Estudios recientes nos demuestran que durante la infancia hacemos mejores inducciones de nuestra experiencia que cuando somos adultos.
El aprendizaje que nace de la experiencia
Dice el refrán que pájaro viejo no entra en la jaula. Tal vez sea así, puede que los animales y los niños sean las criaturas más válidas a la hora de aprender de la experiencia. Huyen de lo que hace daño y aprenden qué estímulos y contextos son los más enriquecedores para interactuar.
Sin embargo, lo complejo de llegar a la edad adulta es que la vida se vuelve más compleja y no siempre es fácil hacer buenas deducciones. De este modo, hay algo común que sabemos bien en psicología. Cuando varias personas pasan por una misma experiencia, a veces, construyen diferentes interpretaciones de la experiencia y asumen aprendizajes opuestos.
La causa está en que cada una mira y percibe la realidad a partir de su propia perspectiva y personalidad. Aprender de la experiencia es un gran poder, pero hay que hacerlo de la manera más objetiva y lógica ajustada posible. Aunque tal artesanía no es precisamente fácil.
Porque tal y como señaló en su día el filósofo Gottfried Leibniz, la experiencia del mundo no consiste en el número de cosas que se han visto, sino en el número de cosas sobre las que se ha reflexionado en profundidad.
Los adultos parecemos más irracionales a la hora de aprender de la experiencia
El Instituto Max Planck para el Desarrollo Humano, en Berlín, Alemania, realizó un estudio revelador hace poco. Algo que pudo ver es que los bebés tienen la capacidad intuitiva de hacer juicios estadísticos correctos desde una edad temprana. Esta facultad la demuestran también los simios, muy hábiles a su vez a la hora de inferir información y de tomar decisiones cuando tienen ante sí varias probabilidades.
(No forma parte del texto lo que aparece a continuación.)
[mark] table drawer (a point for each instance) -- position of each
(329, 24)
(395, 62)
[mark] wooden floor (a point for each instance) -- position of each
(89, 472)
La cognición de la primera infancia es muy sofisticada, como también la de algunos animales. Son criaturas capaces de hacer buenas inferencias intuitivas. Ahora bien, a medida que crecemos y llegamos a la edad adulta el poder de aprender de la experiencia se debilita. ¿Nos volvemos “estúpidos” tal vez? Obviamente, la respuesta es no.
Al llegar a la edad madura el ser humano filtra cada experiencia a través de su personalidad, su estado emocional y sus necesidades. Habrá quien logre deducir valiosos aprendizajes de su experiencia de manera lógica y racional. Sin embargo, las personas somos el resultado de nuestras emociones, de nuestros sesgos cognitivos y nuestras actitudes.
No siempre es fácil aprender de lo que nos pasa cuando la mente no nos permite analizar las cosas de forma analítica y objetiva.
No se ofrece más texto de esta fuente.